Compliance with the patent dance “allows an applicant to enjoy a temporary safe harbor from litigation and, potentially, to resolve or narrow patent disputes outside court proceedings," he noted. The statute is only “required,” when “the parties elect to take advantage of their benefits.” 

In siding with Sandoz on the 180-day provision argument, Judge Seeborg seemed convinced that Amgen had already enjoyed enough exclusivity and didn't need an extra six months. "Because the FDA cannot license a biosimilar until twelve years after approval of a reference product, Amgen’s reading would tack an unconditional extra six months of market exclusivity onto the twelve years reference product sponsors already enjoy," he noted.  "Had Congress intended to make the exclusivity period twelve and one-half years, it could not have chosen a more convoluted method of doing so. Moreover, Congress presumably could have been far more explicit had it intended for infringement suits to commence only once a biosimilar receives FDA approval."

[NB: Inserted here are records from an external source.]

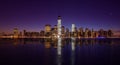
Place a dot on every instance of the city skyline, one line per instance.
(33, 15)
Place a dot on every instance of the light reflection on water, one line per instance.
(69, 52)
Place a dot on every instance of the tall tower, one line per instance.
(15, 33)
(59, 26)
(73, 28)
(59, 35)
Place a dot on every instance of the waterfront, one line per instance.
(101, 51)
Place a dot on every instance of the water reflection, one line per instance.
(61, 51)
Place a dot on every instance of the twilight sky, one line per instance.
(33, 15)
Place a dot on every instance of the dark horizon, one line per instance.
(34, 15)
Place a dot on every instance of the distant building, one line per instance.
(15, 33)
(47, 28)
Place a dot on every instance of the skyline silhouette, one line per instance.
(33, 15)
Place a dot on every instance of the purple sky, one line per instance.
(33, 15)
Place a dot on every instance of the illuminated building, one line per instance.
(59, 26)
(47, 28)
(73, 28)
(16, 33)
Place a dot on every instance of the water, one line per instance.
(73, 52)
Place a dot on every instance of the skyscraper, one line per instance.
(59, 26)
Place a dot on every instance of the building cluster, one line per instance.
(61, 31)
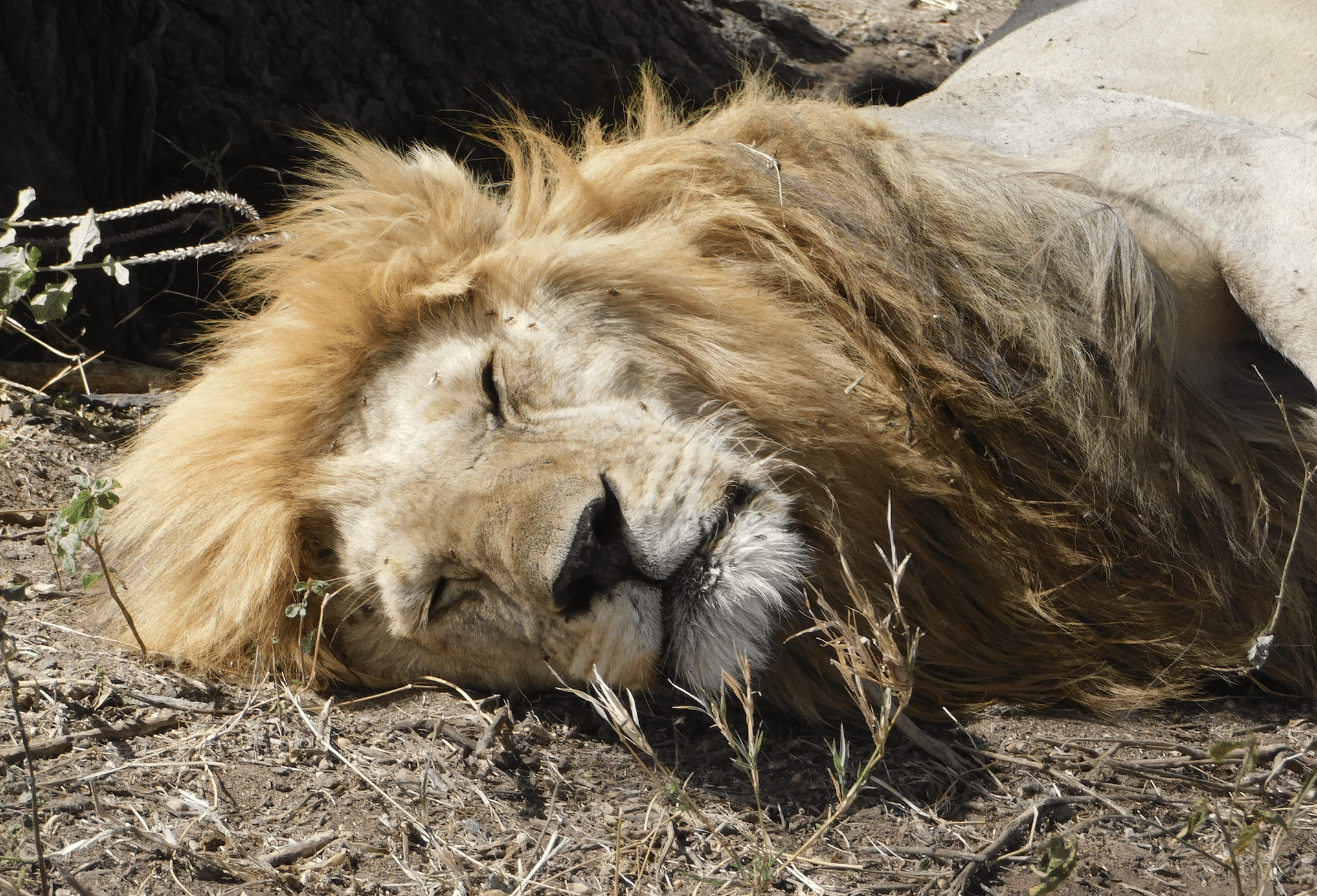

He concluded: "It was, therefore, not wrongful for Sandoz to give Amgen its 180 days’ notice prior to first commercial marketing...in July 2014, in advance of receiving FDA approval."

Download Judge Seeborg's BCPIA Opinion

FDA Law Blog, which has covered the patent provisions in the BCPIA in several comprehensive articles, states that the decision could have wide-ranging implications: “the victory scored by Sandoz, if upheld, could forever alter the biosimilars landscape in the U.S. by affirming that the complex patent resolution procedures under the BPCIA (which some might say are a disincentive to seeking approval of a highly similar biosimilar or interchangeable biosimilar biological product) are not the only game in town.”